Vincent Graham stand in dem großzügigen Büro seines Anwesens am Rande von Cork und ließ bedächtig den Hörer seines Telefons auf die Gabel sinken. Dass nun auch noch Agatha ausfiel, glich einer mittleren Katastrophe. Eben hatte die Haushälterin angerufen und ihm unter Tränen versichert, wie leid ihr das Dilemma tat. Sie war gestern Abend über eine Stufe gestolpert und hatte sich den Arm gebrochen. Ausgerechnet jetzt. In zwei Wochen musste er aus beruflichen Gründen für ein paar Tage nach Waterford. Es war weder möglich, diesen Termin abzusagen, noch konnte er Brenda in der Zeit allein lassen. Vincent rieb sich die Schläfen. Er brauchte eine Lösung – und zwar schnell. Er ließ sich auf den Bürostuhl aus schwarzem Leder fallen, der hinter seinem stattlichen Schreibtisch stand. Wo bekam er so rasch Ersatz für Agatha her? Noch dazu einen Ersatz, der bereit war, nur für einige Wochen einzuspringen, solange die Haushälterin krankgeschrieben war. Vermutlich nirgends. Die meisten Leute suchten eine langfristige Anstellung. Grübelnd ließ er den Blick durch den Raum schweifen, über die wandhohen Bücherregale, in denen dicht an dicht jede Menge Lesestoff stand. Von der holzgetäfelten Zimmerdecke hing ein Kristalllüster, und den dunklen Parkettboden bedeckte ein großer rot-gemusterter Teppich. Die hohen Sprossenfenster blitzten im Licht der Morgensonne. Agatha war eine zuverlässige Kraft. Wieder klingelte sein Telefon. Das Display zeigte an, dass der Ruf aus dem Haus kam. Brenda wünschte ihn zu sehen. Nur widerwillig hob er ab.
„Brenda, was gibt es?“
„Was es gibt? Du hast Nerven. Ich liege hier und kann mich kaum rühren. Wo bleibt Agatha? Ich hab schon zweimal in der Küche angerufen, aber sie hört nicht. Sie soll das Frühstück abräumen.“
„Agatha hat sich eben bei mir gemeldet. Sie fällt die nächste Zeit aus. Sie hat sich den Arm gebrochen“, gab er Auskunft.

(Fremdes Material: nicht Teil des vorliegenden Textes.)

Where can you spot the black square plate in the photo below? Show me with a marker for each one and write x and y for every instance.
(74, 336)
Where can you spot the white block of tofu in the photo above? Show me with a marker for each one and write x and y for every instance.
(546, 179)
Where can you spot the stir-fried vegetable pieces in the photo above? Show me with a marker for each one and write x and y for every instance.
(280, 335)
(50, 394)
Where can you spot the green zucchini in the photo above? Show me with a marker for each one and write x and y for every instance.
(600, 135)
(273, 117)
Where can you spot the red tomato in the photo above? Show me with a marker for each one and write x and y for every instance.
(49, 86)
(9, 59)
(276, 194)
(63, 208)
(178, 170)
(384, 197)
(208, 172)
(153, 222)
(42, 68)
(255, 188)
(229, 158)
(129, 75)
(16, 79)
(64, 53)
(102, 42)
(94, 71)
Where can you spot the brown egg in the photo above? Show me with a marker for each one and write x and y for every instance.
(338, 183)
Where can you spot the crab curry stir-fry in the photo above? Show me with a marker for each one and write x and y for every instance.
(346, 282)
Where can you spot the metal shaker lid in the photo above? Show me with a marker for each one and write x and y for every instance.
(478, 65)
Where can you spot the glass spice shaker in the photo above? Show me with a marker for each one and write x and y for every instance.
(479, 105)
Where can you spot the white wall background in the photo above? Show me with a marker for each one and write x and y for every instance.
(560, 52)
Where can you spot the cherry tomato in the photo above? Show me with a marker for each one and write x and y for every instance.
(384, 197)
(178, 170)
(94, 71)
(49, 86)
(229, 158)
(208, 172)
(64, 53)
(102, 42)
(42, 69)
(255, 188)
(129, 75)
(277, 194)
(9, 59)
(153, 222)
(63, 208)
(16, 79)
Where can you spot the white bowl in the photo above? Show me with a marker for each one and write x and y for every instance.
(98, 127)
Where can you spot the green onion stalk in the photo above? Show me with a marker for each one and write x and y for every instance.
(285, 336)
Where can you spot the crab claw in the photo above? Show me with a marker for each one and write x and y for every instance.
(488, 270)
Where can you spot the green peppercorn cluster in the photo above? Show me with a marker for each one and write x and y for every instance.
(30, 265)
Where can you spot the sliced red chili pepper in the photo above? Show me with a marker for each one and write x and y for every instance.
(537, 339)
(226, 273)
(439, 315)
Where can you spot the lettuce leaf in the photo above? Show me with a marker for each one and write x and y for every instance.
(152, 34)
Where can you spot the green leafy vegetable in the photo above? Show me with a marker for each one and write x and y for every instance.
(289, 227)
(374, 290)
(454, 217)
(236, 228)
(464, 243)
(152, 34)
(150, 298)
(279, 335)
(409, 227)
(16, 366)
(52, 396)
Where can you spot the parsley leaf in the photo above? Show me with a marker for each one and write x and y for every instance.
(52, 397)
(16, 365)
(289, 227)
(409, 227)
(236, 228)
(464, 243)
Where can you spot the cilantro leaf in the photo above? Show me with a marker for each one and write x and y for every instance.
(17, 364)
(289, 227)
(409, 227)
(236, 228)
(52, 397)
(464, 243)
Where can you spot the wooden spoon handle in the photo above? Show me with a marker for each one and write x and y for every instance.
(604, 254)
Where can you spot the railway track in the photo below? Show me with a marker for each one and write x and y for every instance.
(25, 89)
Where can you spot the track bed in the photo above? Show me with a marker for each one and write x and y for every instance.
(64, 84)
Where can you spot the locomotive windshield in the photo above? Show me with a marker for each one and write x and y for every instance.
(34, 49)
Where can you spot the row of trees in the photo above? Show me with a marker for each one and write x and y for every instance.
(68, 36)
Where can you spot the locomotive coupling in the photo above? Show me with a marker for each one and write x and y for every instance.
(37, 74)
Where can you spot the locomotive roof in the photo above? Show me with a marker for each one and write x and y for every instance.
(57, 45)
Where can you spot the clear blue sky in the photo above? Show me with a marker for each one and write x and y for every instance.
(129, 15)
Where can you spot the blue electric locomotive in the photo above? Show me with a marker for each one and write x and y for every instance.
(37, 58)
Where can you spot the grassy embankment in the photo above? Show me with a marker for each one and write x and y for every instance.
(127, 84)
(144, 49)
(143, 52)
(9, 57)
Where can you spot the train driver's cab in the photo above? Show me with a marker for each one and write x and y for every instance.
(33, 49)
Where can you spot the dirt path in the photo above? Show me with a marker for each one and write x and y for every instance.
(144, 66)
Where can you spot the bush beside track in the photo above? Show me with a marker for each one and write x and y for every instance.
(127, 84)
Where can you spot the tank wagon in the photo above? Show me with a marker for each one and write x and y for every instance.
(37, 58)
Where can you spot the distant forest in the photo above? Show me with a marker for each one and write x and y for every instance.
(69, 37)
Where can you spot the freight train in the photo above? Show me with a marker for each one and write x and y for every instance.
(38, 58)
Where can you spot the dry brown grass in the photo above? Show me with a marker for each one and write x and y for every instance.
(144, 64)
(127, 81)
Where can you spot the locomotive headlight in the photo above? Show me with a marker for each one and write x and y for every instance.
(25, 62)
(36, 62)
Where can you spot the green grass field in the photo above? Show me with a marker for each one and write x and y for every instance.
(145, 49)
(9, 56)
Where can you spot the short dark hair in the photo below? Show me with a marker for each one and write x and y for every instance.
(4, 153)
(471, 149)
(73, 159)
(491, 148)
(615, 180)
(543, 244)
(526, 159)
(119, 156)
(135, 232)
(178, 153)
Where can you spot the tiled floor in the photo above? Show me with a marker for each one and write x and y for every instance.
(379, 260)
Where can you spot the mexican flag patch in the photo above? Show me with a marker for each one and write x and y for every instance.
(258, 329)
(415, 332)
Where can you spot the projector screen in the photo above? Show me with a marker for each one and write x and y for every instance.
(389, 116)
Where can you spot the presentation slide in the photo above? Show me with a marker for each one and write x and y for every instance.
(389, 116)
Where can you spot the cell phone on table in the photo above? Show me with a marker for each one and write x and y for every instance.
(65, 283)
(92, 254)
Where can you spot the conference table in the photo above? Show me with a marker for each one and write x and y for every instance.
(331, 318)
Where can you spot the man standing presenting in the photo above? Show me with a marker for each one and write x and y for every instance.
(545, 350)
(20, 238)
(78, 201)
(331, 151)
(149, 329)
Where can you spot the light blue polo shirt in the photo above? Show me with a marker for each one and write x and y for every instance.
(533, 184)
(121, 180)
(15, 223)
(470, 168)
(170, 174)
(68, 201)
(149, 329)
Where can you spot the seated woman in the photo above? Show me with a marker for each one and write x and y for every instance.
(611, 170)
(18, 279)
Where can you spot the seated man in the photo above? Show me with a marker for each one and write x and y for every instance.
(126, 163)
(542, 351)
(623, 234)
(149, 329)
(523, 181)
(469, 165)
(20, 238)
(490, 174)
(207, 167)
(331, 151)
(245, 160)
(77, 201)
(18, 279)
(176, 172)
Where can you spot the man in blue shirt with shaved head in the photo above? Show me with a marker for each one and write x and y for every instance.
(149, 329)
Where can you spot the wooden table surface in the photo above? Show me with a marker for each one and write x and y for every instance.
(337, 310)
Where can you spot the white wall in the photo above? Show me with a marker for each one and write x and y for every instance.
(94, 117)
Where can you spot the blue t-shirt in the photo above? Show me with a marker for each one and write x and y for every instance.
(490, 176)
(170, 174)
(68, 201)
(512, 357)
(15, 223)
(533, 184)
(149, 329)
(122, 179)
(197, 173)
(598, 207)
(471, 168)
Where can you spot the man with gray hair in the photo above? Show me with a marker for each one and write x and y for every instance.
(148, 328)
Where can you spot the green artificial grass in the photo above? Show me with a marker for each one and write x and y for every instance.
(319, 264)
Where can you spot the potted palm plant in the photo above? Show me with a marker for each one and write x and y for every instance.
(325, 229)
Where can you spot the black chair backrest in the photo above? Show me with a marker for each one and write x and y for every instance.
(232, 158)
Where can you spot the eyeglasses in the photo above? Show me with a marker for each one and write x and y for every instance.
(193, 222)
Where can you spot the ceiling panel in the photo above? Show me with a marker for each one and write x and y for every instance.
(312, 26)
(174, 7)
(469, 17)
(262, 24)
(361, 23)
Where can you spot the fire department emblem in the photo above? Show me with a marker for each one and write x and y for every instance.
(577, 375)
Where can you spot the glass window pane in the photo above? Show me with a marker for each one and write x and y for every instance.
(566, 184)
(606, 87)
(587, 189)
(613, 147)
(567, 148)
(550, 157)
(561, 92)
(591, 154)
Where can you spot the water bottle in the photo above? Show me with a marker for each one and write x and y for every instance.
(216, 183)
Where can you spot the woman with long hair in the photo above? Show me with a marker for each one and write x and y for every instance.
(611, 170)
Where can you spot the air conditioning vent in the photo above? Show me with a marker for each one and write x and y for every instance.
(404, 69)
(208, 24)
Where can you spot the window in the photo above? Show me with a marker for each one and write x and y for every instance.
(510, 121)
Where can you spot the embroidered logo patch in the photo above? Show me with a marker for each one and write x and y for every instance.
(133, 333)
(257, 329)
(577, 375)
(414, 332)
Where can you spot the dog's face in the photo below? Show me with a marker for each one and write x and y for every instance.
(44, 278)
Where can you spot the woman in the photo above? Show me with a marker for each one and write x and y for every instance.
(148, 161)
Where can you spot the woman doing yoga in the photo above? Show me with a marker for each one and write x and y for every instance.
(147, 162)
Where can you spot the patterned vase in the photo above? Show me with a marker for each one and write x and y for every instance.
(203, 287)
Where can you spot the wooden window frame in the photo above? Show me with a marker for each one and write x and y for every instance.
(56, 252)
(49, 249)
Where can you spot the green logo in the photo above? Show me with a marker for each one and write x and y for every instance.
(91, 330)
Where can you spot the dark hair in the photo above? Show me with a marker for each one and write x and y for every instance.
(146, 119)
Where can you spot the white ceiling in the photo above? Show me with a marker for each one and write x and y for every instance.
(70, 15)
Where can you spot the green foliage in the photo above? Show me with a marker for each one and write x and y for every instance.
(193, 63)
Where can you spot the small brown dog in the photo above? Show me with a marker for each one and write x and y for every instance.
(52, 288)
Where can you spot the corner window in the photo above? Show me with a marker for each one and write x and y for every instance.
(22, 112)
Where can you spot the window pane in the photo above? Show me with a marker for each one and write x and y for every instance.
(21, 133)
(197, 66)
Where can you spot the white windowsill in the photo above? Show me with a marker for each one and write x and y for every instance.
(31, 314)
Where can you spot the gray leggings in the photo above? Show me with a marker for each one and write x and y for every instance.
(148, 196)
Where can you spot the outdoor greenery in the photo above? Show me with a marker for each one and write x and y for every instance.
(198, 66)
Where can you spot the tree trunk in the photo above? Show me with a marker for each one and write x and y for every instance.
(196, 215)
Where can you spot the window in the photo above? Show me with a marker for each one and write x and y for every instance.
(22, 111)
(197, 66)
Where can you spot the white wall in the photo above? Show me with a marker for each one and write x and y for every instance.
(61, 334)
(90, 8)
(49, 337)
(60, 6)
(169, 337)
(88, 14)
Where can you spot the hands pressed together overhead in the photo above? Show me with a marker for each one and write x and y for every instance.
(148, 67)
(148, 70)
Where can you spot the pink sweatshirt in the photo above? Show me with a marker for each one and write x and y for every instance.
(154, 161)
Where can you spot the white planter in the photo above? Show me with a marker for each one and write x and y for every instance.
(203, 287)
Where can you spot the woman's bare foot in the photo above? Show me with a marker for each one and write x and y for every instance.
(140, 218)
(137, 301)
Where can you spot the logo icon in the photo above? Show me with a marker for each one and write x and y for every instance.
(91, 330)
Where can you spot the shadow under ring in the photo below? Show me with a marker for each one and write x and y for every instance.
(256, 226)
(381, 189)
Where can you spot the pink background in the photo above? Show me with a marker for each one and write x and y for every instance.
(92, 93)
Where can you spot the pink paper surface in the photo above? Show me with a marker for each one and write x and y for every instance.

„Was? Das kann doch wohl nicht wahr sein.“ Brendas Stimme klang empört und gar nicht nach Anteilnahme. Das war nichts Neues. Schon immer hatte sie wenig Empathie für ihre Mitmenschen gezeigt. Vincent fragte sich, wie er sich jemals in Brenda hatte verlieben können. Er war offenbar blind gewesen für alle Anzeichen, dass sie nicht zusammen passten.
„Dann musst eben du kommen und abräumen. Ich habe keine Lust, den ganzen Vormittag oder noch länger das benutzte Geschirr hier stehen zu haben.“
„Du wirst dich einen Moment gedulden müssen“, erwiderte er, mühsam beherrscht. „Ich komme, aber ich bin nicht dein Angestellter oder dein Laufbursche.“ Ohne ihre Antwort abzuwarten, legte er auf. In seinem Bauch brodelte es. Was fiel ihr ein, ihn herumzukommandieren wie einen Dienstboten? Aber warum regte er sich auf? Brenda würde sich nie ändern. Eine gewisse Hochnäsigkeit war ihr wohl angeboren, und zudem war sie vor allen Dingen die einzige Tochter eines vermögenden Mannes, der in späten Jahren zum ersten Mal Vater geworden war und sein Kind finanziell verwöhnt, auf Händen getragen und in Watte gepackt hatte. Brenda war sich selbst der Mittelpunkt ihres Daseins. Die Menschen in ihrem Leben waren ihrer Ansicht nach dazu da, ihren Wünschen nachzukommen.
Vincent erhob sich von seinem Sessel und warf einen Blick auf die Uhr. Eigentlich hätte er in einer Stunde in der Firma sein müssen. Doch das hieß, Brenda bis zum späten Nachmittag allein zu lassen. Im Grunde ging das überhaupt nicht. Er musste seiner Sekretärin Bescheid sagen. Sie würde sämtliche Termine für ihn für heute absagen müssen. Er verließ sein Büro und schritt durch die geräumige Wohnhalle, die in einen Gang mündete, von dem mehrere Türen abgingen. Er klopfte kurz an die zweite Tür und öffnete sie, ohne eine Aufforderung abzuwarten.